7. Be Patient with Your Plants
Whether you grow perennials from seeds or transplants, you probably won't see them grow or bloom much until the second or third year. During the first year or two, most perennial plants work on developing a good root system; when that’s accomplished they turn their energies toward blooming. In their first year, keep new perennial plants watered regularly in the absence of rain, but don’t drown them.
8. Support Tall Plants with Stakes
Some tall plants, such as delphiniums, and others with heavy blooms, such as peonies, can look even more lovely if you support their growth. Not every gardener will need to stake tall plants, but it is more likely in windy regions or in the case where excess rain makes plants gangly and prone to flopping. Install stakes or rings early in the season; re-tie or redirect stems as necessary.
9. Deadhead Spent Blooms
First, snipping off faded flowers helps keep your garden looking its best. Second, any plants that produce seeds will eventually fill your garden with unwanted plants (also known as weeds.) Regular deadheading is another way to enjoy your garden up close and helps you keep an eye out for potential problems.

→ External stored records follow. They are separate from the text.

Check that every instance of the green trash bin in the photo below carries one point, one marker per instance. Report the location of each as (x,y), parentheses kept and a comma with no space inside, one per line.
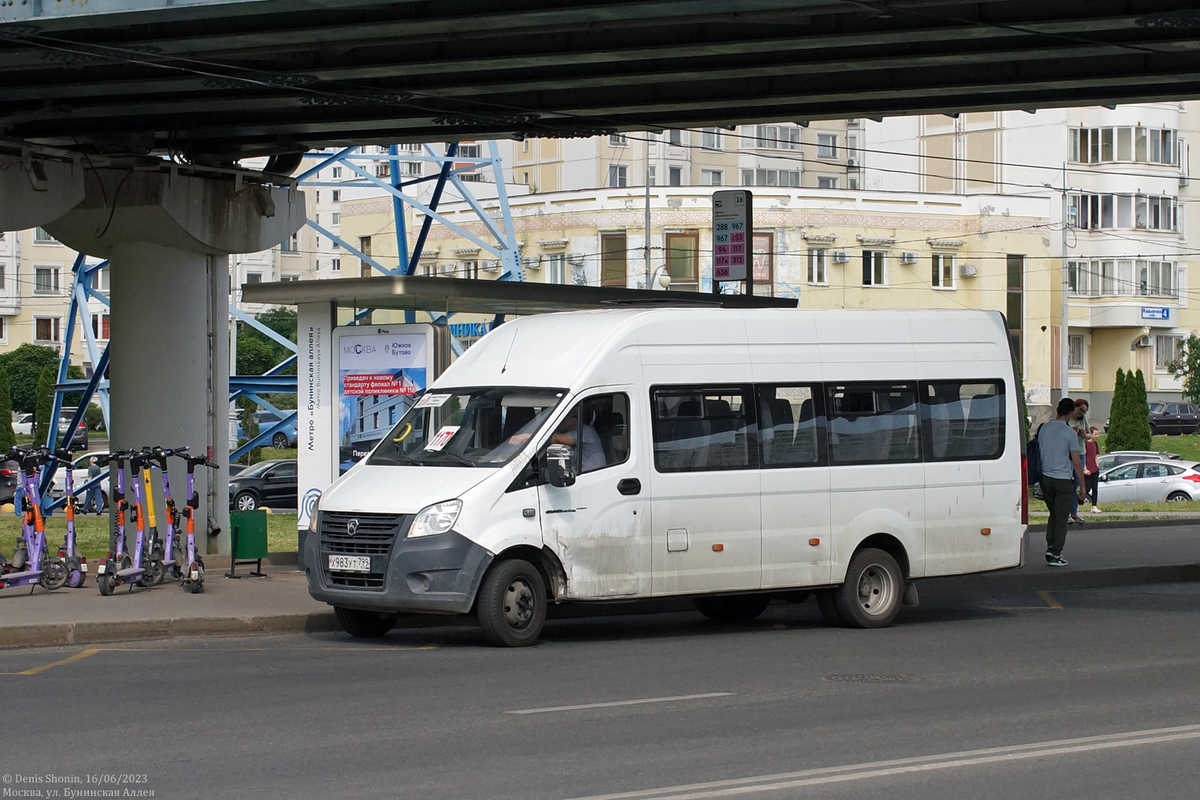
(247,536)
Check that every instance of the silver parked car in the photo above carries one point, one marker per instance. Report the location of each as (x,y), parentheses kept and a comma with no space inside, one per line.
(1151,481)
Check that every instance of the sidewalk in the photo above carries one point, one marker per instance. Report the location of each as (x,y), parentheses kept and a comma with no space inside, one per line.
(1101,555)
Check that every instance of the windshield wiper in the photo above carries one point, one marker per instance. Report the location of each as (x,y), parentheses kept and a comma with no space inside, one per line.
(455,457)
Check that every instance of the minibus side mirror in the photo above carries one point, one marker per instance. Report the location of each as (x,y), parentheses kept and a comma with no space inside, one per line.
(558,465)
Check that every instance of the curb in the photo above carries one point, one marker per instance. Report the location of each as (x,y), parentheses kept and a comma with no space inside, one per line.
(61,633)
(1037,578)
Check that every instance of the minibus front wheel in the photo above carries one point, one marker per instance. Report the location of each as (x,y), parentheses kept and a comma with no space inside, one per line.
(874,588)
(511,606)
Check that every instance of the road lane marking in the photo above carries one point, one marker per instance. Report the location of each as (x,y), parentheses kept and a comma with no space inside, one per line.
(820,776)
(34,671)
(616,703)
(1050,601)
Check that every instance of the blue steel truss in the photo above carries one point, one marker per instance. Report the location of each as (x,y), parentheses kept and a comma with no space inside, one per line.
(449,176)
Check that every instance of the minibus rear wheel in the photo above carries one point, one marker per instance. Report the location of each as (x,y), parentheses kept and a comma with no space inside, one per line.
(732,608)
(871,594)
(365,625)
(511,606)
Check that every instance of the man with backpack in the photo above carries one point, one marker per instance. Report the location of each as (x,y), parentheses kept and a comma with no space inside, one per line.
(1059,455)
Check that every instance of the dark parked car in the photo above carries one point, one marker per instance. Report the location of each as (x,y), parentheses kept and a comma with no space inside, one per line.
(1174,417)
(270,483)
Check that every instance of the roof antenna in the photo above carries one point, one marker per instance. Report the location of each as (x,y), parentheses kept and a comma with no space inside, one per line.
(515,331)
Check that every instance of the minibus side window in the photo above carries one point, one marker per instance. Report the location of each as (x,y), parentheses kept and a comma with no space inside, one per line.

10. Divide Perennials Every Few Years
Over time, perennial plants usually spread by sending out new roots or shoots, and in a few years you may end up with a donut-shape clump that is dead in the middle. Plan to eventually divide and replant (or share) established plants every 3-6 years. Most perennial plants are best divided and replanted in early fall or in spring after new growth appears. Check a reliable reference if in doubt about the best time for dividing.
11. Keep Invasive Plants Under Control
Some of the prettiest plants can be a little too successful and they become thugs that threaten to overtake the garden. Some examples are gooseneck loosestrife, spiderwort, or bee balm. Spreading by roots, seeds, or both, these plants may force you to make a decision between eliminating them permanently or resigning yourself to annual thinning and weeding. However, when you plant your garden, beware of plants that are known to be invasive in your region; there are plants that are illegal to sell in some areas because they escape into wild areas and become a widespread nuisance.
12. Don't Worry When Plants Die
No perennial plants live forever, and sometimes they just don’t thrive. If a new plant doesn’t really grow well or bloom after 2 or 3 years, consider digging it up and moving it to a sunnier (or shadier) or moister (or dryer) spot. If it dies, it may be due to nothing that you could have controlled. Try planting a different species in that spot or divide and replant something that is doing well. In any case, a plant that doesn’t survive doesn’t mean that you failed; pay attention to your successes and go on from there.